自らの権力基盤を強化するために規模を拡大させようとすることは会社組織でもよく見られます。
■第1法則
「仕事の量は、完成のために与えられた時間をすべて満たすまで膨張する」
たとえば、上司から命じられたあるタスクについて、作業時間を15時間、余裕を5時間と見積もったとし、実際には12時間で終わったとします。しかし早めに終わらせてしまうと上司から次のタスクが振られてしまうので、ブラッシュアップと称して、残った8時間を費やしてしまいます。
■第2法則
「支出の額は、収入の額に達するまで膨張する」
部署の予算(収入)を余らせることはまずなく、臨時の予算が付けば必ず消化します。予算を余らせると、次期の予算が減らされるからです。いわゆる予算消化です。
■凡俗法則
「組織は些細な物事に対して、不釣り合いなほど重点を置く」
たとえば、11人の国会議員メンバーから成る予算委員会(うち2人は税制の専門家)が次の2つの議題について、審議しているとします。
議案1:税制改革のための企画・調査費の予算審議(1億円)
議案2:福祉委員会での年間茶菓代の予算審議(5万円)
税制改革については専門的な知識が求められ、担当の官僚から技術的な説明があっても11人のうち9人は理解できません。そもそも額が大きいのでイメージがつかないということもあります。残りの2人も専門的な話をしても他の委員はどうせ理解できないのだからと発言を控え、その結果、短時間で予算は裁可されます。
議案2になると、他の委員もイメージが沸いてきます。たとえば「コーヒーは出るのか」「どこの菓子なのか」といった具合です。このように金額が小さい予算項目のほうが、議員のイメージがつきやすく、議論が長時間になるのです。
読者の方々も、ミーティングの場で、「なんでこんなに些細なことを延々と議論しているのだろう」と感じたことはないでしょうか。これは凡俗法則の例だといえます。
■パーキンソンの法則への対処法
第1法則、第2法則については、もともと時間や予算に余裕があることが原因ですから、必要以上に余裕を持たせないようにすることが基本的な対処法になります。
部下に仕事を振る時に「どれくらいかかるか」とたずねると、部下は必ず余裕を持って回答します。その場合に少しタイトな期限を設定し、もしそれで終わらなかったらその時に猶予を与えるのです。たとえば「1週間欲しい」と部下にいわれたら、「4日でできない?それでもし終わらなかったら少し伸ばすようにするから。」と答えるのです。
第2法則についても同様です。たとえば予算総額を前年比10%カットで上限を決めてしまい、それで足らなくなったら都度追加を申請させるのです。

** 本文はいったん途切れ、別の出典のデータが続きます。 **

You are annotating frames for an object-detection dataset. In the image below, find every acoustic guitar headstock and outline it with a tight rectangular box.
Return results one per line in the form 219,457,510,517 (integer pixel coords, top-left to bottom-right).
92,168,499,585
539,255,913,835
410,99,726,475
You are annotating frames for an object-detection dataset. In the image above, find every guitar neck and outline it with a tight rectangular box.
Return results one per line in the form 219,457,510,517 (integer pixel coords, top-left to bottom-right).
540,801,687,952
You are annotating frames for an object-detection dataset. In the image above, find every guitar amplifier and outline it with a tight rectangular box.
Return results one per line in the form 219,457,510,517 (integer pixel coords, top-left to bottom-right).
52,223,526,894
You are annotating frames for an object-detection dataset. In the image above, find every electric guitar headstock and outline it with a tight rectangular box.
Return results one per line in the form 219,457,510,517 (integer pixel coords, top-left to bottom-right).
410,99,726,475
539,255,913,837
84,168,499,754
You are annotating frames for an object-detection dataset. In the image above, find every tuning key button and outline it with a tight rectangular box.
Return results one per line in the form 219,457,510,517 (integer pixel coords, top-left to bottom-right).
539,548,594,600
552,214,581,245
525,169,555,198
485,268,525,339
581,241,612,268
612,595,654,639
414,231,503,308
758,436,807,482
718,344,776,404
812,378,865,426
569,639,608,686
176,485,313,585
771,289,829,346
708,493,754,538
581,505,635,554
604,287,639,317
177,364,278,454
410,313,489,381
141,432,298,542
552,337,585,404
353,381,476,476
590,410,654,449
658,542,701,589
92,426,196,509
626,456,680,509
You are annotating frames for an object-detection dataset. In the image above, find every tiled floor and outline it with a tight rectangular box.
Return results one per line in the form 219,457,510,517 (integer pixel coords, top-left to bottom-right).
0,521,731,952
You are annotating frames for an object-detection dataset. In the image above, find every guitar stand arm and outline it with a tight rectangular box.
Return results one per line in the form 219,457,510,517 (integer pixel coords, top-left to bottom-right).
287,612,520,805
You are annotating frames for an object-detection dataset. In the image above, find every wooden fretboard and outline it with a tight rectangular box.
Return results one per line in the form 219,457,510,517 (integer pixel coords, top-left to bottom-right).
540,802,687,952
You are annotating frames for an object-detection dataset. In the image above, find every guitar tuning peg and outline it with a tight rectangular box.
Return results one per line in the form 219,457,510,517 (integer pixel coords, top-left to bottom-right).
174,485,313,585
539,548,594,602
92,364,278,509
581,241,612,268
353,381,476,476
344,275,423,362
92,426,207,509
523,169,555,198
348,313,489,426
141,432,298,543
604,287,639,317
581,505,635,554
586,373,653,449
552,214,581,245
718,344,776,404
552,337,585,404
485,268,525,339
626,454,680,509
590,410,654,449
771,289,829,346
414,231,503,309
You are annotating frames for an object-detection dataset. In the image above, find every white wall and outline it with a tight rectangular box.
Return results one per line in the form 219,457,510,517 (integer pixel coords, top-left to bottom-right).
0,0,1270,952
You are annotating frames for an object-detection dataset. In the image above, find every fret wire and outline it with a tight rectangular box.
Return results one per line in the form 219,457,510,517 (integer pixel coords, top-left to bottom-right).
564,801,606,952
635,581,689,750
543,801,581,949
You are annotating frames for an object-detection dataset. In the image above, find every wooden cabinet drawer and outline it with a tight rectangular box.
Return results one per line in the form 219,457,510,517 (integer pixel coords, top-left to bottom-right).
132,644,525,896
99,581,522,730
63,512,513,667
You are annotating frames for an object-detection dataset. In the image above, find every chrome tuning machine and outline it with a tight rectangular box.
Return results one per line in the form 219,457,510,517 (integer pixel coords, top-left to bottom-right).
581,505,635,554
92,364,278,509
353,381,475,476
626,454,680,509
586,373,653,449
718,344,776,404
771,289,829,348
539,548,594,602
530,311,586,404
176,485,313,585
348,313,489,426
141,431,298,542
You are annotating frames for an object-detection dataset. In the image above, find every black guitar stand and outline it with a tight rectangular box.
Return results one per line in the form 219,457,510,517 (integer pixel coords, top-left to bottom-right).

凡俗法則は意思決定メンバーの質の問題です。予算が大きい(重要度が高い)事柄については、異なる観点から専門的な知見を有するメンバーで委員会を立ち上げてあらかじめ討論させ、予算委員会はその結論を承認するという場にします。理解できない人間に討論はできません。些細な事柄に必要以上に重点を置くことへの対処方法としては、議長(あるいはファシリテーター)がきちんと管理することです。